The first is a sensible combination. The second puts the entire burden of recognizing weaknesses, diagnosing misconceptions, resisting shortcuts, and creating accountability on the student — which is precisely the work they most need help with.
What Parents Should Watch For
If your student is using AI for school or test preparation, do not just ask: “Are you using it?”
Ask: “How are you using it?”
There is a significant difference between:
“Solve this SAT problem.”
and:
“Don’t give me the answer. Ask me questions that help me figure out where my reasoning went wrong.”
Between:
“Explain this concept.”
and:
“Make me explain this concept back to you, then challenge anything I don’t fully understand.”
One creates dependence.

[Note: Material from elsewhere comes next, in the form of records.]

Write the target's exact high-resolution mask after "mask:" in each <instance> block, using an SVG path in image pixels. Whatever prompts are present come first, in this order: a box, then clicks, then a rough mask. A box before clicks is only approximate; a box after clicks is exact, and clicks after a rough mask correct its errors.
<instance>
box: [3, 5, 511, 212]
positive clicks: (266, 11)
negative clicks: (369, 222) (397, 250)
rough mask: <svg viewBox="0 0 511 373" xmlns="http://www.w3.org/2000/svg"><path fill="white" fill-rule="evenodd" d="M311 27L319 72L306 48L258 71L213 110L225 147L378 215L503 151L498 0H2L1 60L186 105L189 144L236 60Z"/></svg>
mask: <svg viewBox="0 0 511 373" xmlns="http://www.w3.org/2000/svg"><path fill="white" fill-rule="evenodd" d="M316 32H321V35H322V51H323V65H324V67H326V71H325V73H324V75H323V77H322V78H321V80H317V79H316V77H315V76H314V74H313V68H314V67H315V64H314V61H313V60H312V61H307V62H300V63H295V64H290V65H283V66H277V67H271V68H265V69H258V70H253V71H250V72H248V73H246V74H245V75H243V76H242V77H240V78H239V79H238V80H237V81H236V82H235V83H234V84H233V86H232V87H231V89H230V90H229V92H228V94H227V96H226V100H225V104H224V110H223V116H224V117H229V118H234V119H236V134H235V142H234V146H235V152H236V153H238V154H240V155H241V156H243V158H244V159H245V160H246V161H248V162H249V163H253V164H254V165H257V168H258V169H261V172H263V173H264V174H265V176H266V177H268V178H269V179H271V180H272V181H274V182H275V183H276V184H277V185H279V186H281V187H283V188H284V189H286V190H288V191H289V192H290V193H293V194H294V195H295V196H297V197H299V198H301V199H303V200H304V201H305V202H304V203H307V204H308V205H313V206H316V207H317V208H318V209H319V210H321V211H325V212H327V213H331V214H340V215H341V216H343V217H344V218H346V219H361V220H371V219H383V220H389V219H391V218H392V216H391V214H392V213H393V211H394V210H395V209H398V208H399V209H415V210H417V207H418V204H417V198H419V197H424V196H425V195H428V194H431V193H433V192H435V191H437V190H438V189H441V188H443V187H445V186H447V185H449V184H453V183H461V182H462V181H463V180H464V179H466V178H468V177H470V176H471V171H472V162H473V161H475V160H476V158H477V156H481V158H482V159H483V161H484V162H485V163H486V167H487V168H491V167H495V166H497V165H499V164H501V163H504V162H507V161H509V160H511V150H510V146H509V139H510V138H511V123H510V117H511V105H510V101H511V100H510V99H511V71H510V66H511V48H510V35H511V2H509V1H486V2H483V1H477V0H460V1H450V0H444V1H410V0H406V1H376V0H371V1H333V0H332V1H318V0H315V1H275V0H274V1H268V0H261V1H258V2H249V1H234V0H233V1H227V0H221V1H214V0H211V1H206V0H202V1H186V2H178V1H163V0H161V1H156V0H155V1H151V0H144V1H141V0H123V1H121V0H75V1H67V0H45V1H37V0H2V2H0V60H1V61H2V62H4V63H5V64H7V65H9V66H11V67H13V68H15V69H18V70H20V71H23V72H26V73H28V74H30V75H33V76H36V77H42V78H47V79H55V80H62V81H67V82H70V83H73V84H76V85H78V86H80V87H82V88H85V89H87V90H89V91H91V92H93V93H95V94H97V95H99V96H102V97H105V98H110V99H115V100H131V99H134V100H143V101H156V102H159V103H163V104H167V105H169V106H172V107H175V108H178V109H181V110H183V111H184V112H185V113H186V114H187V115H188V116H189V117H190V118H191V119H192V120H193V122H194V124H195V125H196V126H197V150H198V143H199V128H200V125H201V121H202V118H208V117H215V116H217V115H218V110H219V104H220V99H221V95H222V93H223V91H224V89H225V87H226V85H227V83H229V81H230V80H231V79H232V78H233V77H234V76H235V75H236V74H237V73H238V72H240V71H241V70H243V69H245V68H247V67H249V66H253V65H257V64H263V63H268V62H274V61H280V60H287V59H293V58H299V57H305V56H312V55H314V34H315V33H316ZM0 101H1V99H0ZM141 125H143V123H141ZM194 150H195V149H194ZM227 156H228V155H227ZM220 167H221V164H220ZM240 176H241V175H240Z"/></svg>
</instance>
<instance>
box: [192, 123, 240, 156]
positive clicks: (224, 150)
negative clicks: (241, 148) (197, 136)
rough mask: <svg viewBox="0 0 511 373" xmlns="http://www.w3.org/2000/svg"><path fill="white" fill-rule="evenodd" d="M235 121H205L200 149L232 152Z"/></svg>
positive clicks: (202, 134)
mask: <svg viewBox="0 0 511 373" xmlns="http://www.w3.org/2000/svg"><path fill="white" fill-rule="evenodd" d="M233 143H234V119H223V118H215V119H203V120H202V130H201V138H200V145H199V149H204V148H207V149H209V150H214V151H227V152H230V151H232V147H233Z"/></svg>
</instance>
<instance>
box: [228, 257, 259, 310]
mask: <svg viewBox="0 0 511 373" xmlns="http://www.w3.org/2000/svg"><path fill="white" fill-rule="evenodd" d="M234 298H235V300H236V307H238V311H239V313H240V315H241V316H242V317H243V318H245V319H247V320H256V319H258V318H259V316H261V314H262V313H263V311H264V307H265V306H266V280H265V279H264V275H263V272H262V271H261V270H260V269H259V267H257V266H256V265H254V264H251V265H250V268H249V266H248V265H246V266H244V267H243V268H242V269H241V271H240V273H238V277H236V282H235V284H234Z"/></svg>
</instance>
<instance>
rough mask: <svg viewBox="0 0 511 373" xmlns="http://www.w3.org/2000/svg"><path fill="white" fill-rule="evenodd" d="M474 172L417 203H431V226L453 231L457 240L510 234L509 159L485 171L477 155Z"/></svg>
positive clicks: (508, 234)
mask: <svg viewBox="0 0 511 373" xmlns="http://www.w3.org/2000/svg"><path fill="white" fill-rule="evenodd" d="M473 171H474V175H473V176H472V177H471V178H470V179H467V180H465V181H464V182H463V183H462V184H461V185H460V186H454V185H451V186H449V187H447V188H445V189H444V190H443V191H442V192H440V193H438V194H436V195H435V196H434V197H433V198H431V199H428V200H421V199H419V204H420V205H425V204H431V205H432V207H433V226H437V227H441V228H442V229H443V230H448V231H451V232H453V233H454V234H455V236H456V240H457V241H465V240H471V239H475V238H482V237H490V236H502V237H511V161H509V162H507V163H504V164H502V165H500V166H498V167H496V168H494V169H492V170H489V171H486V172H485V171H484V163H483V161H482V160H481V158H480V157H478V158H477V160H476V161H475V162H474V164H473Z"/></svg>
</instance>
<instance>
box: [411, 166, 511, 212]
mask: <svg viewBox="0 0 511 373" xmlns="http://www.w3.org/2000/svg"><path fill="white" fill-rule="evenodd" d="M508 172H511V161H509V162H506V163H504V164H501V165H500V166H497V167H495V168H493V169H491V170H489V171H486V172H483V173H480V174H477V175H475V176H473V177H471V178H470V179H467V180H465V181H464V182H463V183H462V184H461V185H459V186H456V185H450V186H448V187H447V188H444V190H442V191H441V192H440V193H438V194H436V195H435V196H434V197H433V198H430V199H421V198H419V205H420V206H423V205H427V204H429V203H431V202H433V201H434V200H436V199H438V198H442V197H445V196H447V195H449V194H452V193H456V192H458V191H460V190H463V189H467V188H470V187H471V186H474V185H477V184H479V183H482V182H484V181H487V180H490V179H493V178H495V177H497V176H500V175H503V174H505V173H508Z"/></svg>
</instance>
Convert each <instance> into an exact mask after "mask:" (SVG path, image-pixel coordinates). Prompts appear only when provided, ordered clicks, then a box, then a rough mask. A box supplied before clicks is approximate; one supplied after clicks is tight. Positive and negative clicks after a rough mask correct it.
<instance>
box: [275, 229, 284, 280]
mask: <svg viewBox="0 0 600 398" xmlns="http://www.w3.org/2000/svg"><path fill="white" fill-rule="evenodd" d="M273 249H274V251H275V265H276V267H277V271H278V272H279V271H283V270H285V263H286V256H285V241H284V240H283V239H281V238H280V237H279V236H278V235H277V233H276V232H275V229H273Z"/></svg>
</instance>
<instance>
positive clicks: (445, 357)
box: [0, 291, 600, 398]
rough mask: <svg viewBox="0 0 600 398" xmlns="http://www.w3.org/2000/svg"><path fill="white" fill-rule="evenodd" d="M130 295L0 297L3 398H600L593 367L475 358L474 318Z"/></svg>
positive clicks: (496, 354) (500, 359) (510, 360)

The other can build genuine capability.
The distinction matters even more for PSAT, SAT, and ACT preparation — where the student will ultimately sit alone in a room with no AI, no hints, and a clock running.
Final Thought
The NBER study is a useful reality check for families evaluating their options.
Students with access to an AI tutor did improve. But the gains looked similar to those from structured practice without AI, and most students rarely engaged the tutor deeply enough for conversational tutoring to explain much of the improvement.
The technology was there. The missing ingredient was the interaction.
That is something skilled tutors have understood for a long time. Learning does not happen because someone — or something — knows the answer. Learning happens because the student is made to think.
AI tools can play a supporting role in that process.
But for students chasing exceptional SAT and ACT results, the tutor running the process should be a person who can watch, diagnose, challenge, and adapt — not a system waiting to be asked the right question.